Early in 1942 we moved to the prewar yachting haven at Salcombe in south Devonshire, where the wild, spray-swept headlands and deserted coves well suited my developing temperament. Local legends told of hidden treasure, of lantern-waving wreckers who had lured eighteenth-century merchantmen onto the rocks, and of smugglers’ caves and of tunnels cut through the cliffs from the beach to a distant village church. Intoxicated by these stories, I spent months searching but found only one tunnel, and that turned out to be well known. Nevertheless, the tales of wrecks and wreckers were often true; there were documentary records to prove it, but more convincing to a treasure-hunting boy was the sight of the occasional Spanish silver coins found in the sand after a winter’s gale. There were cannon, too, salvaged years ago from the 90-gun man-of-war H.M.S. Ramillies that went down near Bolt Head in 1760. Beaten to pieces on the granite rocks, little of the great ship remained to be salvaged, but another four-masted sailing ship, the Herzogin Cecilie, which went aground close by on the Hamstone Rock, was pulled off and towed to a sheltered bay—where she sank (Fig. 3). On a still day, at slack tide, and with the sun at the right angle, her hull and barnacle-covered spars were visible resting on the bottom, and by the hour I would hang over the side of my dinghy, peering down into the water and seeing in her all the romance of Britain’s maritime past. It was not, as it happened, a very remote past; the Herzogin Cecilie was one of the last of the great clipper ships; built at Bremerhaven in 1902, she had been lost in 1936 homeward bound with a cargo of Australian grain. But that made no difference; to me she was the Golden Hind, the Marie Celeste, the Flying Dutchman, anything I wanted her to be.
Five miles east along the cliffs and clinging to a ledge no more than six or eight feet above normal high water stood the deserted remains of the fishing community of Hallsands (Fig. 4). The roofless and crumbling walls of a handful of cottages were all that was left of a village whose life had abruptly ended on a January night in 1917. A storm of unprecedented ferocity had hurled waves and shingle against the cliffs high over the houses, stripping the roofs and felling the chimneys, pouring thousands of gallons of water into the rooms until doors and windows burst out, and finally carrying more than half the buildings away in the undertow. When the seas subsided only one house remained habitable, and it continued to be lived in by a stubborn survivor until her death in 1964. The old lady’s stories of life at Hallsands in the years before the storm (her father had been landlord of the London Inn) and her memories of the storm itself were as fascinating to me as the legendary seaman’s tales that inspired the youthful Walter Ralegh.
3. The grain ship Herzogin Cecilie after hitting the Hamstone Rock on the South Devon coast in 1936. She subsequently broke her back and sank in Starehole Bay.
It was these ruins, the wreck of the Herzogin Cecilie, and a house that I will come to later, which were to be the principal influences directing my future—but not just yet.

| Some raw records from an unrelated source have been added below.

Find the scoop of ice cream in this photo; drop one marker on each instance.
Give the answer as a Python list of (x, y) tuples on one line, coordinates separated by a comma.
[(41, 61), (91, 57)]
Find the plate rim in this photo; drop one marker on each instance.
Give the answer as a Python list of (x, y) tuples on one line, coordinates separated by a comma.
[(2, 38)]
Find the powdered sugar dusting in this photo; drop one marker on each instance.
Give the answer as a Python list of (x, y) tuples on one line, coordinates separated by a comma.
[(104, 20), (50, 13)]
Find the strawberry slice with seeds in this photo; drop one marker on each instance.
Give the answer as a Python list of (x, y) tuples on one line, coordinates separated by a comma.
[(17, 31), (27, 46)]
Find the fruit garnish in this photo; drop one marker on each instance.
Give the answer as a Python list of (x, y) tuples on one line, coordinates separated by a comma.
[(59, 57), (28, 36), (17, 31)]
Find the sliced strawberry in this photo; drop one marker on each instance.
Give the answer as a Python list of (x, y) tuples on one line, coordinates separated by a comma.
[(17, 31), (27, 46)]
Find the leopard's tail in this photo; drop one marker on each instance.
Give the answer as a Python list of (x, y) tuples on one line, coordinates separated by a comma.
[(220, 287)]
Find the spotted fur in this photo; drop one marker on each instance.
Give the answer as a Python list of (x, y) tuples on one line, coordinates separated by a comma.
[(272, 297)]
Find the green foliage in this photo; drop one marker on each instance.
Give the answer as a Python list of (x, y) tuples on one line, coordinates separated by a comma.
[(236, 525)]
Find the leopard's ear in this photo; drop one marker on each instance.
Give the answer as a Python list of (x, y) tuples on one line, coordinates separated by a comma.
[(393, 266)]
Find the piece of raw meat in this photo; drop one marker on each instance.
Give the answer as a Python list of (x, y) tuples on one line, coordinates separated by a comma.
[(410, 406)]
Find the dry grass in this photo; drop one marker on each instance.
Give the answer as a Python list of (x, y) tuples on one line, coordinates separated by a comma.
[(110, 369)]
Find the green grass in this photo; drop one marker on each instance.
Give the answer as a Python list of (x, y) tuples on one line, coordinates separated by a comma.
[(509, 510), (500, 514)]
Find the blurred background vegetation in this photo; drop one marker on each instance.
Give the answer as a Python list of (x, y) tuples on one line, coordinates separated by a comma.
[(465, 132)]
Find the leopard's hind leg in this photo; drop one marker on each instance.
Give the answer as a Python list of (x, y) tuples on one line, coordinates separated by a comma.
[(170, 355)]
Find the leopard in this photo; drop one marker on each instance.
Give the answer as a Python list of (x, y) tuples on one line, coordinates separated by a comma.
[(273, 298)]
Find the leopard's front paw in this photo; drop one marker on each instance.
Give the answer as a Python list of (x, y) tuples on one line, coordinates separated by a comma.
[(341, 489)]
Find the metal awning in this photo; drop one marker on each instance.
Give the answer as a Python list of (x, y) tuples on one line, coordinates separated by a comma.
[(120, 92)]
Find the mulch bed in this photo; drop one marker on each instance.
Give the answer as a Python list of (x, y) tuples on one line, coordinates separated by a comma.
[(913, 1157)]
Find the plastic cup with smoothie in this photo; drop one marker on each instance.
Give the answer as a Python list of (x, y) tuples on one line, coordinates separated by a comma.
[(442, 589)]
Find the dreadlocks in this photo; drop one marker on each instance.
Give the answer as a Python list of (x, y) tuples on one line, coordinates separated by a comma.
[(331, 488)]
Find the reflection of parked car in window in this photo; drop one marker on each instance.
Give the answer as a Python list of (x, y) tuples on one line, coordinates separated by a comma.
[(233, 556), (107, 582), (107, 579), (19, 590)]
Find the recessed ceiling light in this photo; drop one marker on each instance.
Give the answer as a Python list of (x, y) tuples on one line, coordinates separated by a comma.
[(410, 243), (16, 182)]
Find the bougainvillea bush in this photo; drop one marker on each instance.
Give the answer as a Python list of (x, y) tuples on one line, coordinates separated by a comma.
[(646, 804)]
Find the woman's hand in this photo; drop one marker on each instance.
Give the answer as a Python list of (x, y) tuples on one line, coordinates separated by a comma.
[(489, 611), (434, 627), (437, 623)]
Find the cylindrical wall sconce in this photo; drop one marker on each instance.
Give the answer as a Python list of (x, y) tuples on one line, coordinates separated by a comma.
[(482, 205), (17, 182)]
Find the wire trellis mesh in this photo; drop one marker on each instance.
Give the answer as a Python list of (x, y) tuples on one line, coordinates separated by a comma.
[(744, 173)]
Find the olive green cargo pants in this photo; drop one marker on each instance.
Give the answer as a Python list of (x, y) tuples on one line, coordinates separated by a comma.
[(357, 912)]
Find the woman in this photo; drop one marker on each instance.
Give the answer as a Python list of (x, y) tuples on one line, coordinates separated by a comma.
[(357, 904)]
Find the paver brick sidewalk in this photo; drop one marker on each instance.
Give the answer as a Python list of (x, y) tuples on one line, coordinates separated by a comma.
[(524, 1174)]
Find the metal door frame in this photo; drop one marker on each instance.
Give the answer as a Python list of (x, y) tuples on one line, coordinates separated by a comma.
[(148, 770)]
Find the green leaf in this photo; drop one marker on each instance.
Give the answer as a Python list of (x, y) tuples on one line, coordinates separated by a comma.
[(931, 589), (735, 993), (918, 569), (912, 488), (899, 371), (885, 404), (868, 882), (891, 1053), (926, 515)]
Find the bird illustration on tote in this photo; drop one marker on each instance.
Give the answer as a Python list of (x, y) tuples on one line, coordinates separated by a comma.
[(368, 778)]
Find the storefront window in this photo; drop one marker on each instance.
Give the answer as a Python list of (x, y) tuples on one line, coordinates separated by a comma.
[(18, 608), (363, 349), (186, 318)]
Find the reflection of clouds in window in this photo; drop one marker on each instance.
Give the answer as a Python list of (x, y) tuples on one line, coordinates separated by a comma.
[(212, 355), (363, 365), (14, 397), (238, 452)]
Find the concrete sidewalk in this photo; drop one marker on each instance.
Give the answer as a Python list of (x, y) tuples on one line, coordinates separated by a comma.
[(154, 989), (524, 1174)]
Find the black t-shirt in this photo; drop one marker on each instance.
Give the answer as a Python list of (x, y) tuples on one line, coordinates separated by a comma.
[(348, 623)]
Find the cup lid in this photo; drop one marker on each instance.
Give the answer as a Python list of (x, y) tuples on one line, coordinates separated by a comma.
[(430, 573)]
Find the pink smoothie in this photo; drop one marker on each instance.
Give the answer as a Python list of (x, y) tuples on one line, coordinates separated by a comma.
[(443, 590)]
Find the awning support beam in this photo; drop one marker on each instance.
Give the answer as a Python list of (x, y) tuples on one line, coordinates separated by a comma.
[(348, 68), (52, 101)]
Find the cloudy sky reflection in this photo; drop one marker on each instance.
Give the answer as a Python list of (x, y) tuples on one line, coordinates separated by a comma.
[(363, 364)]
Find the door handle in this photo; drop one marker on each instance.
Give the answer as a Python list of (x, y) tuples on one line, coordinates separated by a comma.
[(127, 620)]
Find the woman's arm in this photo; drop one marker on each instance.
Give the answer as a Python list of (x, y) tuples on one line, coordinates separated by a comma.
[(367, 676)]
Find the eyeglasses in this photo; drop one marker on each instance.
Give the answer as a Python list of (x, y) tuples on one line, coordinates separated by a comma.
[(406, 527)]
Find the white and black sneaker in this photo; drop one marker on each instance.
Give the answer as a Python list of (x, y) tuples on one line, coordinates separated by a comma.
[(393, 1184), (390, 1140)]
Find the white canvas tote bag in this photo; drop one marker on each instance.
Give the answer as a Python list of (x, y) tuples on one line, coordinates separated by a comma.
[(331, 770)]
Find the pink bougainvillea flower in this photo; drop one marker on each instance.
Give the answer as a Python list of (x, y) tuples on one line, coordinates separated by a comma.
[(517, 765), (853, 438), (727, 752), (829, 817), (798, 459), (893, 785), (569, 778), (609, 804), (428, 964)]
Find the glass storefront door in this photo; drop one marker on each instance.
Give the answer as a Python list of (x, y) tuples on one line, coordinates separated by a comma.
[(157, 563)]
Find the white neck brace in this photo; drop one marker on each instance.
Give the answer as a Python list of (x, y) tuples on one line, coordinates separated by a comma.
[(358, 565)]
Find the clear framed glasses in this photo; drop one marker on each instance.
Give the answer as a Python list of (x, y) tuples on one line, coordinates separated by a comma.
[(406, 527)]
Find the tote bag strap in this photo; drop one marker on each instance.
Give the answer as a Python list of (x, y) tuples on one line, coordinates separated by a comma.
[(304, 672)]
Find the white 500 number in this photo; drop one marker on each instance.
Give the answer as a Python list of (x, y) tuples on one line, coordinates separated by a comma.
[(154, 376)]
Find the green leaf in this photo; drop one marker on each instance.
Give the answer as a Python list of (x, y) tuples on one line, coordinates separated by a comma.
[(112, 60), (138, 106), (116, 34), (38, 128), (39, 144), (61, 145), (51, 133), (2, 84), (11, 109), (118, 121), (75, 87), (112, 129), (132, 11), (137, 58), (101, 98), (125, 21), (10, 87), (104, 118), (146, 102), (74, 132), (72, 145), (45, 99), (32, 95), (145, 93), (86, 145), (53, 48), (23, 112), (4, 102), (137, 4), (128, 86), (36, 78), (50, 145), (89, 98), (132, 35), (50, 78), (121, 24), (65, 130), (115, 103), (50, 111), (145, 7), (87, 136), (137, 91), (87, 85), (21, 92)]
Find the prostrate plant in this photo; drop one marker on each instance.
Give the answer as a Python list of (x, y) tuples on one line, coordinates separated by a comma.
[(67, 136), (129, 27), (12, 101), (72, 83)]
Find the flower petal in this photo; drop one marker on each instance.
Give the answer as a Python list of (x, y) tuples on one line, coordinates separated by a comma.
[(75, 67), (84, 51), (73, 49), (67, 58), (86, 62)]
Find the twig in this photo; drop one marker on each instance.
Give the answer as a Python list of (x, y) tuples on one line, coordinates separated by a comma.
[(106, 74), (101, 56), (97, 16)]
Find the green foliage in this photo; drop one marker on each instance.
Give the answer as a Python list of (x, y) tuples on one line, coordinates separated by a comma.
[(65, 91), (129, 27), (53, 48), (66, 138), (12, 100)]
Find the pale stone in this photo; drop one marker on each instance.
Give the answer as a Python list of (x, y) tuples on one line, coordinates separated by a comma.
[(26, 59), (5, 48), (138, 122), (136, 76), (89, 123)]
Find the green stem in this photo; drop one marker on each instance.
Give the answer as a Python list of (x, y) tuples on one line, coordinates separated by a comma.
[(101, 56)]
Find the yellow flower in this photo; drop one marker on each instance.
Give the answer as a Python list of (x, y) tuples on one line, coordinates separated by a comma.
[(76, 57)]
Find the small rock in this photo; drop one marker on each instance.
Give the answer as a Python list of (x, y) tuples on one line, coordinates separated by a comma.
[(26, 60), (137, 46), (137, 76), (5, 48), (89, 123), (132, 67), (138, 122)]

Realizing that my peculiar antiquarian and unfashionably jingoistic interests best fitted me for a life of dilettantish ease (and knowing that dilettantism and impecuniosity made impossible bedfellows), I took the only remotely appropriate course and volunteered to accept a commission in the Indian Army. Invalided back into the real world in 1945, a series of accidents of no relevance enabled me to escape into the never-never land of the museum profession. In 1949 I joined the staff of London’s Guildhall Museum to assist the curator in the recovery of antiquities revealed during the rebuilding of the bombed city which was then beginning. A week later the curator came down with pneumonia and never returned, and his deputy quit, leaving me to do battle alone against the bulldozers and mechanical grabs for possession of the remains of two thousand years of London’s history. Six years of hard-fought but generally losing battles ensued before I surrendered and accepted an invitation to move to Virginia and take over Colonial Williamsburg’s department of archaeology. Ever since I have remained deep in the eighteenth century—with occasional forays deeper into the seventeenth century and forward into the nineteenth century.
4. The ruins of Hallsands, a Devonshire village washed away in the great storm of 1917. The sea and the gulls make the only sounds still heard there.
Since I entered the museum world through the back door, it is, perhaps, no surprise that I am more at home in the storerooms and laboratories than in the ordered sterility of the galleries. I find potsherds as stimulating as intact objects, and the commonplace of yesterday more evocative than its treasures. As a collector I take the same view, being happier searching the dusty shelves of junk shops than being guided by obsequious assistants through the salons of expensive dealers. I find it infinitely more exciting to hunt the unrecognized and the unidentified through the antiquarian thicket than to have my prey handed to me all patched, polished, and packaged, with nothing left to do but pay. I must confess that the pursuit of a bargain has often been as much a necessity as a pleasure, for my desire to acquire has frequently been bludgeoned into whimpering quiescence by the need to remain solvent. Like most people, I dream of being free of such restraints, but as this is unlikely to occur, I argue that fiscal responsibility injects a useful hazard into the game and makes winning that much more delectable.
Limited not only by price but also by space, most of my collecting has been directed toward relatively small objects, most recently to ceramics in use in British and American homes from the sixteenth century onward. Always my interests have developed in step with my professional career, moving ever later as my “need to know” draws closer to our own era. When my digging days were devoted primarily to Roman London, I was enraptured by the sophistication of classical artifacts and could see no merit in anything surviving from the squalid, medieval world.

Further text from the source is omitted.